PUBLIO OVIDIO NASONE, Le Metamorfosi
Tratto da: Le Metamorfosi di Ovidio, a cura di Rosati G. e Corti R., trad. Faranda Villa G., Bur Rizzoli, Milano 1997, pp. 635-643, vv. 146-193
Tediato dalla ricchezza, Mida viveva in campagna e tra i boschi,
onorando Pan, che ha la sua dimora negli antri dei monti.
Ma era sempre un essere grossolano e per la testa gli passavano
tali sciocchezze che, come innanzi, gli avrebbero attirato guai.
Dominando dall'alto la vastità del mare, ripido si erge
in altezza il monte Tmolo e con le sue pendici estese, da un lato
si spinge sino a Sardi, dall'altro sino alla minuscola Ipepe.
Qui Pan, un giorno che, vantando alle tenere ninfe i propri carmi,
modulava sulle canne della zampogna un'aria di canzone,
osò spregiare, a suo paragone, la musica di Apollo,
e così giunse (Tmolo come giudice) a una sfida, ahimè, rischiosa.
Assiso sulla sua montagna, il vecchio giudice scostò
gli alberi dalle orecchie; cinse la sua chioma cerulea soltanto
di quercia e con qualche ghianda che pendeva intorno alle tempie;
quindi, rivolto al dio delle greggi, disse: «Il giudice è pronto:
si cominci». E Pan si mise a suonare la sua rustica zampogna,
incantando col suo canto selvaggio Mida, che per caso
gli era accanto. Quand'ebbe finito, il sacro Tmolo rivolse il volto
verso quello di Febo e tutto il bosco ne seguì lo sguardo.

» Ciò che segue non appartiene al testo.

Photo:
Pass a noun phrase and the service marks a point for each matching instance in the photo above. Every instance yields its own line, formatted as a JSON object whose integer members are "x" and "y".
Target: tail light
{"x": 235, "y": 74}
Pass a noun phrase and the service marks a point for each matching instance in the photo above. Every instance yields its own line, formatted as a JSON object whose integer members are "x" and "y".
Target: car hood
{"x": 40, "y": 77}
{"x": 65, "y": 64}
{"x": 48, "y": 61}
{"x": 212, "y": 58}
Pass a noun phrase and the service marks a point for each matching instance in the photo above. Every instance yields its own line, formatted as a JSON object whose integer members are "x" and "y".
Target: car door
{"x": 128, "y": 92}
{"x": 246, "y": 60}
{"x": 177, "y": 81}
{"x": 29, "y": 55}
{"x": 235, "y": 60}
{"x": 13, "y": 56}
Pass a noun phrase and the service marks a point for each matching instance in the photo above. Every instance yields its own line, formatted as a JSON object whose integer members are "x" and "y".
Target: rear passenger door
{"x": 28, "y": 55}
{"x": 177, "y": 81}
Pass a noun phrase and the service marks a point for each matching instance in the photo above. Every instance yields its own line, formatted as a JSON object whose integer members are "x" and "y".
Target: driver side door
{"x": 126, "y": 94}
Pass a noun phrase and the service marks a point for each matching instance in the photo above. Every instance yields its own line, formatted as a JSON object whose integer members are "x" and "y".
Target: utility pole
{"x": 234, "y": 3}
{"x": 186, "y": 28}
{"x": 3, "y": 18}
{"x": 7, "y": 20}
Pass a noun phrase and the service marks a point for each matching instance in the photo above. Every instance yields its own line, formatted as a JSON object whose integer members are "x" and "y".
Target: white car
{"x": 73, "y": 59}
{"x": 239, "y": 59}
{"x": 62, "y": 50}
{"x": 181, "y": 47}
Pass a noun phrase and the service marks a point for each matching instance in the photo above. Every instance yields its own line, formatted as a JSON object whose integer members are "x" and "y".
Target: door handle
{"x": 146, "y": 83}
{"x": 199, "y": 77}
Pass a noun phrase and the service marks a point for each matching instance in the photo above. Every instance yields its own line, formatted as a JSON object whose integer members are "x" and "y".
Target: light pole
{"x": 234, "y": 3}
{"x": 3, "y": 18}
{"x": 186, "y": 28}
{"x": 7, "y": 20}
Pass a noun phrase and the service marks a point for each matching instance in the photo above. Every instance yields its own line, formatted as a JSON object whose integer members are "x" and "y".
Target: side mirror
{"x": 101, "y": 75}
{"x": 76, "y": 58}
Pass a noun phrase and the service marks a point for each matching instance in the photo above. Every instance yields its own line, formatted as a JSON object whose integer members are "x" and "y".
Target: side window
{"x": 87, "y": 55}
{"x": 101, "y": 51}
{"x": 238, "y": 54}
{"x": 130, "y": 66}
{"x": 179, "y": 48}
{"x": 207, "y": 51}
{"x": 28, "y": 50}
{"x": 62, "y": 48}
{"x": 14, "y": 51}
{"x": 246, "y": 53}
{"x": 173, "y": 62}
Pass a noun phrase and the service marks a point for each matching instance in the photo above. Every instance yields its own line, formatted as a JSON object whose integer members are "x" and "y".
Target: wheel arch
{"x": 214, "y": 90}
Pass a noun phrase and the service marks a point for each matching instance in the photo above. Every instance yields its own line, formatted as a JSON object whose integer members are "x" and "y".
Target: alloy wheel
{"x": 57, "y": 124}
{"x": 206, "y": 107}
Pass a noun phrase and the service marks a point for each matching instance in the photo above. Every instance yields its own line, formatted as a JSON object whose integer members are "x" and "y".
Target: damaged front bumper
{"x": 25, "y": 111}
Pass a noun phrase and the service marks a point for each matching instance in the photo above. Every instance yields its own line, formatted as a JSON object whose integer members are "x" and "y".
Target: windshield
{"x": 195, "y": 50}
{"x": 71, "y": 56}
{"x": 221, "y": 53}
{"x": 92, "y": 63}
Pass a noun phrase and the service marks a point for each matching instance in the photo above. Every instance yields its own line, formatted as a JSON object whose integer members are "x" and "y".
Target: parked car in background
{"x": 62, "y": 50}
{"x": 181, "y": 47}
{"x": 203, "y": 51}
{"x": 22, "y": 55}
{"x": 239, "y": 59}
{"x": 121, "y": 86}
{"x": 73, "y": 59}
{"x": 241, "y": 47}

Febo, col capo biondo cinto dall'alloro del Parnaso,
sfiorava il suolo con un mantello sfolgorante di porpora,
e con la sinistra reggeva la cetra tempestata di gemme
e intarsiata d'avorio; nell'altra mano teneva il plettro.
La sua posa rivelava l'artista. E allora col pollice esperto
fece vibrare le corde con tanta dolcezza che, affascinato,
Tmolo invitò Pan a dare vinta dalla lira la sua zampogna.

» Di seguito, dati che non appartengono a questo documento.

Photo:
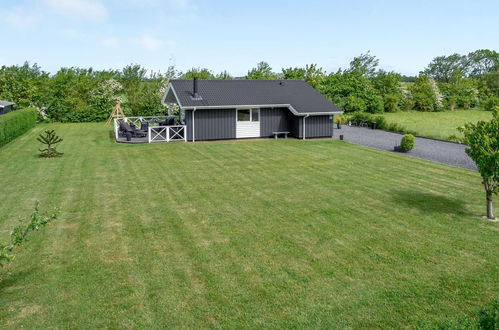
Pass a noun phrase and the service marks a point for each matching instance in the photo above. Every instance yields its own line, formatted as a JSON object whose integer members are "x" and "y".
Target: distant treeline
{"x": 80, "y": 95}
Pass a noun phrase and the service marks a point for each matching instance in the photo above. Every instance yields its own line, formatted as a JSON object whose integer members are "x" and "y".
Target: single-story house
{"x": 233, "y": 109}
{"x": 6, "y": 106}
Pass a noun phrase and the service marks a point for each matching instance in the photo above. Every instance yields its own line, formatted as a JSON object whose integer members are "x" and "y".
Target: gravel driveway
{"x": 438, "y": 151}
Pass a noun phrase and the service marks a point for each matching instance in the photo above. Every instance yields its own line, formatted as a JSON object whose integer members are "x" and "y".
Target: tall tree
{"x": 312, "y": 74}
{"x": 262, "y": 71}
{"x": 364, "y": 64}
{"x": 200, "y": 73}
{"x": 482, "y": 61}
{"x": 388, "y": 86}
{"x": 441, "y": 68}
{"x": 482, "y": 140}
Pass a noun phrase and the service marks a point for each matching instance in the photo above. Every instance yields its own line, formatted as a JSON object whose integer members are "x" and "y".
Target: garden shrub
{"x": 491, "y": 103}
{"x": 391, "y": 102}
{"x": 407, "y": 142}
{"x": 16, "y": 123}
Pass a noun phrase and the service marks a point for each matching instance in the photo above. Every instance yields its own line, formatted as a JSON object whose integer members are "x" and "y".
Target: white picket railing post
{"x": 154, "y": 133}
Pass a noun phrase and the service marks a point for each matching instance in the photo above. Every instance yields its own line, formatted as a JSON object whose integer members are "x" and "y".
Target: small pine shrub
{"x": 50, "y": 139}
{"x": 407, "y": 142}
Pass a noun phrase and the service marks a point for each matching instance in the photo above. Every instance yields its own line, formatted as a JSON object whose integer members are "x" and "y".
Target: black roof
{"x": 300, "y": 96}
{"x": 4, "y": 104}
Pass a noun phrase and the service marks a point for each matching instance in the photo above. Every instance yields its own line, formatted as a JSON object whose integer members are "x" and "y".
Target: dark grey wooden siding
{"x": 274, "y": 120}
{"x": 318, "y": 126}
{"x": 212, "y": 124}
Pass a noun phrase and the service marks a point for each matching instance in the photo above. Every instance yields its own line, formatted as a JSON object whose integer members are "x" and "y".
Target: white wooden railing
{"x": 167, "y": 133}
{"x": 155, "y": 133}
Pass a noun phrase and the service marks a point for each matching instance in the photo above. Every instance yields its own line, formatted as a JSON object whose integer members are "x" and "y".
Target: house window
{"x": 251, "y": 115}
{"x": 255, "y": 114}
{"x": 243, "y": 115}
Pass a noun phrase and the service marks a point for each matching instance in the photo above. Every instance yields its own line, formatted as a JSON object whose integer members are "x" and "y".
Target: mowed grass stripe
{"x": 247, "y": 234}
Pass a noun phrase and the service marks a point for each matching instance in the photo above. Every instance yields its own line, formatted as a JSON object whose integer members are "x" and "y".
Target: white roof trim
{"x": 242, "y": 106}
{"x": 284, "y": 105}
{"x": 170, "y": 86}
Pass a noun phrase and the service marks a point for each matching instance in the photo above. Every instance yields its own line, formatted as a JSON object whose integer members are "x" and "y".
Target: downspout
{"x": 304, "y": 126}
{"x": 193, "y": 125}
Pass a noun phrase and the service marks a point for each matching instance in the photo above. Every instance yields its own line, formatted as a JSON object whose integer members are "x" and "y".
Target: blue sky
{"x": 235, "y": 35}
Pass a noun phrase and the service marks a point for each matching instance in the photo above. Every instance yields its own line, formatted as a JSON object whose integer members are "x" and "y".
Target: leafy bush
{"x": 352, "y": 92}
{"x": 491, "y": 103}
{"x": 426, "y": 94}
{"x": 353, "y": 104}
{"x": 16, "y": 123}
{"x": 340, "y": 119}
{"x": 407, "y": 142}
{"x": 391, "y": 102}
{"x": 18, "y": 234}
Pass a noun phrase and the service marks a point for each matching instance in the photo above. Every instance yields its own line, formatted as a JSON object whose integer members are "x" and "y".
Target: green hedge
{"x": 16, "y": 123}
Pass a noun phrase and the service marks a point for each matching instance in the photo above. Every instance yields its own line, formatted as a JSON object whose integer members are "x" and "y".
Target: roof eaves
{"x": 170, "y": 86}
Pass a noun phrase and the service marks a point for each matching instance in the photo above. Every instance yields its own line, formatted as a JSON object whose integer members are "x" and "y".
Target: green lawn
{"x": 241, "y": 234}
{"x": 438, "y": 125}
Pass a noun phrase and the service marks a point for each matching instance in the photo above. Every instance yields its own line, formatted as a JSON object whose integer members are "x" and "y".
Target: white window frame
{"x": 251, "y": 115}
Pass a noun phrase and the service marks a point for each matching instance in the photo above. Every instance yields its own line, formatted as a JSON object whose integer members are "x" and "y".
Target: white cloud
{"x": 110, "y": 42}
{"x": 86, "y": 9}
{"x": 156, "y": 3}
{"x": 148, "y": 42}
{"x": 73, "y": 34}
{"x": 21, "y": 19}
{"x": 179, "y": 3}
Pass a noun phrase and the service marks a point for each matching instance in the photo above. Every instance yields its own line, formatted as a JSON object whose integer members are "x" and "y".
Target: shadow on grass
{"x": 430, "y": 203}
{"x": 11, "y": 279}
{"x": 112, "y": 138}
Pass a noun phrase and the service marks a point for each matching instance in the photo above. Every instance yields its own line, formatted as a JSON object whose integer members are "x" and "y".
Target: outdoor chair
{"x": 128, "y": 130}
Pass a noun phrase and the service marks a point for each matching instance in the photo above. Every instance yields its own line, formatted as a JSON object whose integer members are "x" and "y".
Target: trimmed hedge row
{"x": 16, "y": 123}
{"x": 381, "y": 122}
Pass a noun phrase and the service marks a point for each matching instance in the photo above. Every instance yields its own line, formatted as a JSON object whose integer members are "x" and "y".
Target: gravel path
{"x": 438, "y": 151}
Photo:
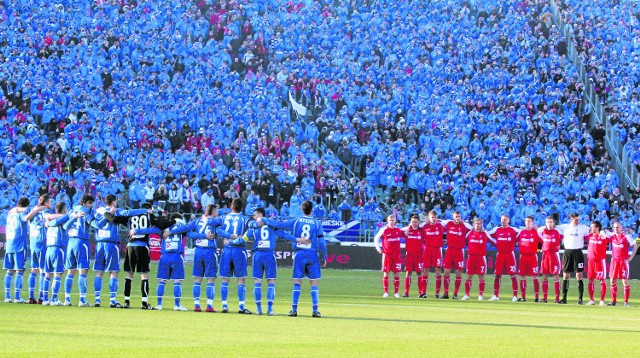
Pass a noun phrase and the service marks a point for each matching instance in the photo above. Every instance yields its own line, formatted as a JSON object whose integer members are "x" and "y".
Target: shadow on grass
{"x": 484, "y": 324}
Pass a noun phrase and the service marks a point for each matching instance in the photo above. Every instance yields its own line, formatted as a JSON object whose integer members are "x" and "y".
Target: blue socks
{"x": 315, "y": 297}
{"x": 211, "y": 293}
{"x": 45, "y": 288}
{"x": 242, "y": 296}
{"x": 7, "y": 285}
{"x": 271, "y": 296}
{"x": 18, "y": 285}
{"x": 97, "y": 287}
{"x": 113, "y": 289}
{"x": 68, "y": 284}
{"x": 196, "y": 294}
{"x": 295, "y": 296}
{"x": 31, "y": 283}
{"x": 55, "y": 287}
{"x": 41, "y": 285}
{"x": 177, "y": 292}
{"x": 160, "y": 292}
{"x": 257, "y": 295}
{"x": 224, "y": 294}
{"x": 82, "y": 287}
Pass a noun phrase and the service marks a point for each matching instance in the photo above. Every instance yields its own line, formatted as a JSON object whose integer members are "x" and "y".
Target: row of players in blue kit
{"x": 60, "y": 241}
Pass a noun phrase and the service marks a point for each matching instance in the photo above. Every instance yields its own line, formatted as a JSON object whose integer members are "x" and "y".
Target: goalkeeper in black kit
{"x": 137, "y": 257}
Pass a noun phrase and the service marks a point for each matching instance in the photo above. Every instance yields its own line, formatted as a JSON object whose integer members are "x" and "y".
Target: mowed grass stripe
{"x": 358, "y": 322}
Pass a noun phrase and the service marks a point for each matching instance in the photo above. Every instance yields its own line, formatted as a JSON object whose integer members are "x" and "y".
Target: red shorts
{"x": 413, "y": 264}
{"x": 454, "y": 259}
{"x": 597, "y": 269}
{"x": 432, "y": 257}
{"x": 391, "y": 263}
{"x": 476, "y": 265}
{"x": 505, "y": 263}
{"x": 619, "y": 269}
{"x": 528, "y": 265}
{"x": 550, "y": 263}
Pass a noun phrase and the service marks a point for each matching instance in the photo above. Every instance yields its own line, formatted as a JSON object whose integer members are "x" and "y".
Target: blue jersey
{"x": 234, "y": 224}
{"x": 38, "y": 232}
{"x": 16, "y": 232}
{"x": 306, "y": 227}
{"x": 80, "y": 228}
{"x": 57, "y": 233}
{"x": 264, "y": 238}
{"x": 198, "y": 229}
{"x": 108, "y": 231}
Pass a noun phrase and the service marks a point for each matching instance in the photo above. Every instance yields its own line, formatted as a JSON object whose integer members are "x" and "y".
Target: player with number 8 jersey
{"x": 264, "y": 260}
{"x": 308, "y": 256}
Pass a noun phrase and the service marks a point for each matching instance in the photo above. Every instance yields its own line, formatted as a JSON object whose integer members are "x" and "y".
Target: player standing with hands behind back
{"x": 620, "y": 259}
{"x": 573, "y": 258}
{"x": 308, "y": 257}
{"x": 390, "y": 236}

Il verdetto del venerato monte fu approvato
da tutti; eppure Mida, lui solo, lo biasimò,
definendolo ingiusto. Il dio di Delo non si rassegnò
che quelle stolide orecchie conservassero forma umana,
e così gliele allungò, ricoprendole di peli grigi,
e le rese mobili alla base, perché potessero agitarsi.
Umano rimase il resto: in quell'unica parte fu lui punito,
ritrovandosi con le orecchie di un pigro asinello.
Nel tentativo di nascondere quella vergogna,
Mida cercò di coprire le tempie con una tiara purpurea.
Ma il servo, che era solito tagliargli con la lama i capelli
troppo lunghi, le vide, e smanioso di divulgare la notizia,
non osando rivelare la deformità che aveva scoperto,
eppure non riuscendo a tacere, si appartò e, scavata una buca,
con un filo di voce, mormorando, riferì alle viscere
della terra che razza di orecchie aveva visto al padrone.
Poi seppellì il segreto rivelato, coprendo com'era prima
il terreno, e occultata quella buca, se ne andò alla chetichella.
Ma in quel luogo cominciò a spuntare una fitta macchia
di canne tremule, che in capo a un anno fu tutto un rigoglio
e tradì il seminatore: agitata dalla brezza, riferiva
le parole sepolte, divulgando che orecchie aveva il padrone.
Vendicatosi così, il figlio di Latona lasciò il monte Tmolo
e, volando nell'aria limpida, si fermò prima dello stretto
di Elle, la figlia di Nèfele, nella terra di Laomedonte.